Now, the Ministry of Civil Aviation is convinced that the situation has stabilised and therefore it could allow the play of a market-driven pricing model. Given the propensity of airline companies to tweak the system to jack up airfares, the government has rightly cautioned them that it will monitor the situation and would not hesitate to intervene in the event of unjustified surges. It will have to be seen how effective the government’s warning will be. However, the cavalier attitude of IndiGo Airlines was evident as it leveraged its dominant market position. So much so, the government had to clarify that it had not succumbed to any external pressure in keeping the Flight Duty Time Limitation guidelines in abeyance, which eased pressure on IndiGo. While the government tried to show to the world as to who had an upper hand by flexing its muscles, it was obvious that the airline had tried to game the system.

Now, the government remained silent about the impending crisis in the airline industry due to the ongoing conflict in West Asia. Already, media reports indicate airline companies worldwide would have incurred estimated losses to the tune of $50 billion. The head honcho of the Air India group revealed that the financial impact is yet to be fully felt. Besides cancellation of flights or taking longer routes, the price of jet fuel too has been going up sharply, which could lead to increasing costs eating into profits and erosion of margins. Not surprisingly, the airline companies are contemplating hiking the fuel surcharges.

At the time of the December 2025 crisis, everyone raised the issue of a duopoly-like situation in the civil aviation sector and stressed the need to address it. The government, on its part, merely fast-tracked pending approvals for new airlines, as that would reduce dependence on one airline which has been dominating the market.

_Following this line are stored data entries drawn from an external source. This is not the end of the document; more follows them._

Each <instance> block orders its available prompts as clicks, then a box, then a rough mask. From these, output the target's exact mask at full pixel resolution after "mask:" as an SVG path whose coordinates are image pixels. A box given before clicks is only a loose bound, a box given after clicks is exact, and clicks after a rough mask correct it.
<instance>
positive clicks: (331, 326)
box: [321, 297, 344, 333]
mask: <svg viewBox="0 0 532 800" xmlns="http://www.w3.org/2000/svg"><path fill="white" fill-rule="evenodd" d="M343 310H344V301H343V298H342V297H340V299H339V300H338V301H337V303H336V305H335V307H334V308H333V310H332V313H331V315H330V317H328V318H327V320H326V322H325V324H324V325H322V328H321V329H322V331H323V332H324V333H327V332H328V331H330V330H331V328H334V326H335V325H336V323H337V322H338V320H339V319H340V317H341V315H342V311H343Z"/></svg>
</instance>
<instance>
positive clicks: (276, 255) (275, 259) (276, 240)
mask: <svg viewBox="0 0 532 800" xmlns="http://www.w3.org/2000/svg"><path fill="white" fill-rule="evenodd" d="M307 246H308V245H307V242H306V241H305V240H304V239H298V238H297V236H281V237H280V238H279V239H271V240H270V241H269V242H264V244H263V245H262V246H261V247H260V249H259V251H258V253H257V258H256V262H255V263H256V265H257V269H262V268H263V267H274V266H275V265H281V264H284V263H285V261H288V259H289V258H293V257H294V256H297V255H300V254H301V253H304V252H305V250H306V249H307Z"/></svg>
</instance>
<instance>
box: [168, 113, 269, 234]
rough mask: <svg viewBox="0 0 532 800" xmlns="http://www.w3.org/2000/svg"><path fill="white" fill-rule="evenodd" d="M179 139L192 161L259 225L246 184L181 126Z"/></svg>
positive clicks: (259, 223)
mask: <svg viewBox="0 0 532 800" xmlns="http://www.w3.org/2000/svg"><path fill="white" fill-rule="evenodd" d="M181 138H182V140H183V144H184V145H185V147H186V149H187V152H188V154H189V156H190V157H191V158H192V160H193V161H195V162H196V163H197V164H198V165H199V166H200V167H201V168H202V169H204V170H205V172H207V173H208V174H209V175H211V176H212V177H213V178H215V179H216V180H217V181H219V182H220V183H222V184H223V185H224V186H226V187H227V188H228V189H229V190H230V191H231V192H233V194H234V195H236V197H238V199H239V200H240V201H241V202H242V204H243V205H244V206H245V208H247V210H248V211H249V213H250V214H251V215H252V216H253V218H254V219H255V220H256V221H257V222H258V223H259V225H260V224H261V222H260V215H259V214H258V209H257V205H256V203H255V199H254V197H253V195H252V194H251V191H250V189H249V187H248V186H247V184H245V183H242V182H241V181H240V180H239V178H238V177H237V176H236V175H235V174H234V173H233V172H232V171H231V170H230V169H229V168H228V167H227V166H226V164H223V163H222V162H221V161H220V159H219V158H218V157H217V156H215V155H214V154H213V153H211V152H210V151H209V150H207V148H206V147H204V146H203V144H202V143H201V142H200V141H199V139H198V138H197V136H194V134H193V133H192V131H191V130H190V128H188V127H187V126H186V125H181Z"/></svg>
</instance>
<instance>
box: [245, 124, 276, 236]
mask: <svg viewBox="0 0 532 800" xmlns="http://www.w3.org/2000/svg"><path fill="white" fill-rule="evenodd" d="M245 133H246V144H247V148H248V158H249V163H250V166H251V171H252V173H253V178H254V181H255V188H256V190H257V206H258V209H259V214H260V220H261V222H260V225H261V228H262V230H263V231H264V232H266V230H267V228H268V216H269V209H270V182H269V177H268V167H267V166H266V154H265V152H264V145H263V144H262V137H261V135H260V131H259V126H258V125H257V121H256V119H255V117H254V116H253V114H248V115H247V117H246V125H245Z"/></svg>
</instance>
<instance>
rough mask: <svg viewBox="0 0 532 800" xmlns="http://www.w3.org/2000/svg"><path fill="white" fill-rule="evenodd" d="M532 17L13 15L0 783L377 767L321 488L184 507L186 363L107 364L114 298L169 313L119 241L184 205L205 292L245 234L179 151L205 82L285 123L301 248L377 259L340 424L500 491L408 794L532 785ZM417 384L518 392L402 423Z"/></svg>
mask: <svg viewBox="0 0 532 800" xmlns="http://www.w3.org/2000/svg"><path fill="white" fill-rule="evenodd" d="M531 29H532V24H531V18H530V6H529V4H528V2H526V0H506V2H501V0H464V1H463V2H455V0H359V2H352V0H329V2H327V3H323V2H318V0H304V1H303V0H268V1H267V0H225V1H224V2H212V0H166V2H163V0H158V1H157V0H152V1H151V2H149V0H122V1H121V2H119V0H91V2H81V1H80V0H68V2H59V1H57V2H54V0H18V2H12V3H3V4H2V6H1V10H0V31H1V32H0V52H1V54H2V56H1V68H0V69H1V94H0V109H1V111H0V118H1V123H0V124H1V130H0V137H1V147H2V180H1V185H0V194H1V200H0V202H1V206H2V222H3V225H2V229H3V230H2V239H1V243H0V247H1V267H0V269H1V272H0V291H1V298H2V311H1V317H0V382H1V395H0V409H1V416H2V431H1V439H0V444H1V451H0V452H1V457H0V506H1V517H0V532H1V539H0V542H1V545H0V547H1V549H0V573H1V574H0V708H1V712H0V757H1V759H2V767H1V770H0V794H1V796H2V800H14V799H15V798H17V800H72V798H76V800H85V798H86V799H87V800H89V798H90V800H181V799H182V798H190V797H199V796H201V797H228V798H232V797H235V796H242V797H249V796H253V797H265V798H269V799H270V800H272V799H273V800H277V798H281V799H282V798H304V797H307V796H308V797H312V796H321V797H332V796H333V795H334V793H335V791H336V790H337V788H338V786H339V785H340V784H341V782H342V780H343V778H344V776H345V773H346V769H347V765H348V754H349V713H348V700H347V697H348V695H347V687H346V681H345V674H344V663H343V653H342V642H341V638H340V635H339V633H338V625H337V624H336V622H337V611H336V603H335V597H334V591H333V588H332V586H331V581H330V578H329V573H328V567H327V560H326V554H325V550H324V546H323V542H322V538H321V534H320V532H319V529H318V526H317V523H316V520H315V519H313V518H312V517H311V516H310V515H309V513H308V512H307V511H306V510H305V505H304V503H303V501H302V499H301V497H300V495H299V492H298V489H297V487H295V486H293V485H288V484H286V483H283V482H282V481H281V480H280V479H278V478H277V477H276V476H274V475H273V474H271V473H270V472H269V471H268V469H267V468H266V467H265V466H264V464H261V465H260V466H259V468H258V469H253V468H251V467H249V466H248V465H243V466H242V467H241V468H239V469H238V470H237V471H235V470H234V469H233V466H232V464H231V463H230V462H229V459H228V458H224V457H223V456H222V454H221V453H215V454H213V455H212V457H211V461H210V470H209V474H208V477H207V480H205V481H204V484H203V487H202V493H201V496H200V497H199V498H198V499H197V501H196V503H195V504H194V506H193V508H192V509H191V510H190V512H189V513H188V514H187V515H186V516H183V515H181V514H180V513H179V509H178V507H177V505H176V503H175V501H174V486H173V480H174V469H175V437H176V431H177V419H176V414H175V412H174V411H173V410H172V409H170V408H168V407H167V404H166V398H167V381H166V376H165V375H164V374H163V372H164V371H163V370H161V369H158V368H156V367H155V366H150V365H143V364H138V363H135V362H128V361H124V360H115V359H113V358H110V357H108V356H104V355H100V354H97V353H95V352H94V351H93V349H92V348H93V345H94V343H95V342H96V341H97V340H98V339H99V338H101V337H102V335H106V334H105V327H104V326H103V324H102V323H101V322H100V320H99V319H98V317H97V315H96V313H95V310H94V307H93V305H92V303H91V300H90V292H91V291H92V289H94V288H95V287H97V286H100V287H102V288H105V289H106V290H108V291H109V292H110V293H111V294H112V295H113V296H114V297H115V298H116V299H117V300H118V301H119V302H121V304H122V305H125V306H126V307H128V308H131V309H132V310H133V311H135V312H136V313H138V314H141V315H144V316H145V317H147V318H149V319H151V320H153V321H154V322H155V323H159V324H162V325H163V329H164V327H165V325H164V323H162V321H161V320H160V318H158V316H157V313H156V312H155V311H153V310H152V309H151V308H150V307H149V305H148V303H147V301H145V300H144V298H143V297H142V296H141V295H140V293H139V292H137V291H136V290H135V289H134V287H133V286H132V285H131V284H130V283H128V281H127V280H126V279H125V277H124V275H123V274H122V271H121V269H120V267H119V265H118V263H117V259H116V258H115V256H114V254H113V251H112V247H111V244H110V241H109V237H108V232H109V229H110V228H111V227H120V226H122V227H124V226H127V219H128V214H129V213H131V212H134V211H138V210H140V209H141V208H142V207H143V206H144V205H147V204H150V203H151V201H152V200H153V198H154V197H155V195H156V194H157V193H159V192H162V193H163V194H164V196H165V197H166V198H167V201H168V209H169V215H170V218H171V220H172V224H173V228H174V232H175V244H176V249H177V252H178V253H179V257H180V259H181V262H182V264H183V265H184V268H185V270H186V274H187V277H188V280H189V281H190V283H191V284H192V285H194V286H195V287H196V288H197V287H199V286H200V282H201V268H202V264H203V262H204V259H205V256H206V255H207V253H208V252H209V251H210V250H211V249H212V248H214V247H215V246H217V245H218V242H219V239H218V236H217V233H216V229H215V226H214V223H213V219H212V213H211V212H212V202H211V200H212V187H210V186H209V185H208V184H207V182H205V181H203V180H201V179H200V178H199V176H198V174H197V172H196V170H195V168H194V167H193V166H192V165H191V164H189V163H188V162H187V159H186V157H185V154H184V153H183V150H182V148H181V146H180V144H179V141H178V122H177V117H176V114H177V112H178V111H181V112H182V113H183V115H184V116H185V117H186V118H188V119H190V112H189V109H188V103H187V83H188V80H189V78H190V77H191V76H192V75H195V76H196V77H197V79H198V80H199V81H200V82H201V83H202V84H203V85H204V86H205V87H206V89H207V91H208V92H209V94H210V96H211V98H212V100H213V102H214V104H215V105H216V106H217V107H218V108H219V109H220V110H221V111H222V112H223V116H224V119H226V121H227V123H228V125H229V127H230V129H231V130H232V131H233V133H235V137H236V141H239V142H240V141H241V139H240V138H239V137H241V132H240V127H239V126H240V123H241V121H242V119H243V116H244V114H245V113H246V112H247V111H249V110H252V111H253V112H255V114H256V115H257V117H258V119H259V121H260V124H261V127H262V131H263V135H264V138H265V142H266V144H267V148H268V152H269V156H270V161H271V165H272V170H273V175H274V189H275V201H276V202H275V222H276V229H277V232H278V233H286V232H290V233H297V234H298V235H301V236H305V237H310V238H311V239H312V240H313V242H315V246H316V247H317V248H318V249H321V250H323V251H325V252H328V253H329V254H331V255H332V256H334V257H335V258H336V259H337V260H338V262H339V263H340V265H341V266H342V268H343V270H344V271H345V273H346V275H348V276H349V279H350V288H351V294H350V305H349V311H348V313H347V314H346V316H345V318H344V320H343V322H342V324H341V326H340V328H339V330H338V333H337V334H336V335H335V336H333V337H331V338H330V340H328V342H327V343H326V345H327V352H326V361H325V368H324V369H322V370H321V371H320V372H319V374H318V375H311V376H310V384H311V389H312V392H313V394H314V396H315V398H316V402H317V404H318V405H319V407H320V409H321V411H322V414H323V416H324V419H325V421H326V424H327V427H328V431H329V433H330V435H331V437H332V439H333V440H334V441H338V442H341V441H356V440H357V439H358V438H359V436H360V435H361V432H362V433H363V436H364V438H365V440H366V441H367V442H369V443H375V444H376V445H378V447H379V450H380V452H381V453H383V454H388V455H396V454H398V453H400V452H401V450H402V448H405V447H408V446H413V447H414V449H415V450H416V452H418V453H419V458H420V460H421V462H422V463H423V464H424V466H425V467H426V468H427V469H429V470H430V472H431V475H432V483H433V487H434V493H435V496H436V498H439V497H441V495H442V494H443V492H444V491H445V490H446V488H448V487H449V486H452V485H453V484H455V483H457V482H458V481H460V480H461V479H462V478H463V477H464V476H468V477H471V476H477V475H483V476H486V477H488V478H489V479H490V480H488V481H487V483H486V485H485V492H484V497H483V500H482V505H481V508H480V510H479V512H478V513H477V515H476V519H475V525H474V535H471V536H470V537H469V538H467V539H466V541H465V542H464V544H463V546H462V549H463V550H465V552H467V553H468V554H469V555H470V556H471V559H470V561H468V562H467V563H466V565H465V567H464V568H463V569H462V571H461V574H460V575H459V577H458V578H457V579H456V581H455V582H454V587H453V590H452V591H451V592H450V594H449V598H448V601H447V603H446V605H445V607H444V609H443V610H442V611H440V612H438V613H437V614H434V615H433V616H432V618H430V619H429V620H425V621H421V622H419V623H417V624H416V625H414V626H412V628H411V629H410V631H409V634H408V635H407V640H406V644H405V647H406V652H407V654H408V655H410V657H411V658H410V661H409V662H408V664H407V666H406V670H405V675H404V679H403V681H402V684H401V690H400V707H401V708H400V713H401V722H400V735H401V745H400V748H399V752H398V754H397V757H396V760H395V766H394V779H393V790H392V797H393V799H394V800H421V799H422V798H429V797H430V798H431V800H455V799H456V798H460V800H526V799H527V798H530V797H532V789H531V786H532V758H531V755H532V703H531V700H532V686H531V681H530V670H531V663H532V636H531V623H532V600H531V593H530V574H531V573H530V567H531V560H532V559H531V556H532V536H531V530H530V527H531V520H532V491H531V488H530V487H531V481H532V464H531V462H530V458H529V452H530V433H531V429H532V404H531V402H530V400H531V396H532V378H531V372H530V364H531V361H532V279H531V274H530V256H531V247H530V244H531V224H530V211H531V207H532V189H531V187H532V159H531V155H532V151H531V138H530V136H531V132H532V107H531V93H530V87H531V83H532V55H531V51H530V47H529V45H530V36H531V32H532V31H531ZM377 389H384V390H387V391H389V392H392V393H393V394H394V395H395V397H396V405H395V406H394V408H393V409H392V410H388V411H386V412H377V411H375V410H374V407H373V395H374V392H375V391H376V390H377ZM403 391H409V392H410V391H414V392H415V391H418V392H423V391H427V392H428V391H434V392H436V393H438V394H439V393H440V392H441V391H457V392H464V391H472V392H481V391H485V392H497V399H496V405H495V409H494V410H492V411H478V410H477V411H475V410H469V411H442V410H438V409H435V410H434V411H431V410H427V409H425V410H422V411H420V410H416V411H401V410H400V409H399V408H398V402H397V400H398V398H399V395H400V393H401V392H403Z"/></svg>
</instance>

However, it will take a couple of years before operations of new airlines begin and even longer for impact to be visibly felt.

But the real issue is structural, as many airlines have been incurring losses and eventually either their ownership changes hands, or they close down. IndiGo has cracked the code of profitability. Other airlines need to take a leaf out of the success stories of airline companies in India and abroad. Air India is reportedly at it. Given the importance of the industry, the government should consider implementing a new round of structural reforms to improve its viability and sustainability.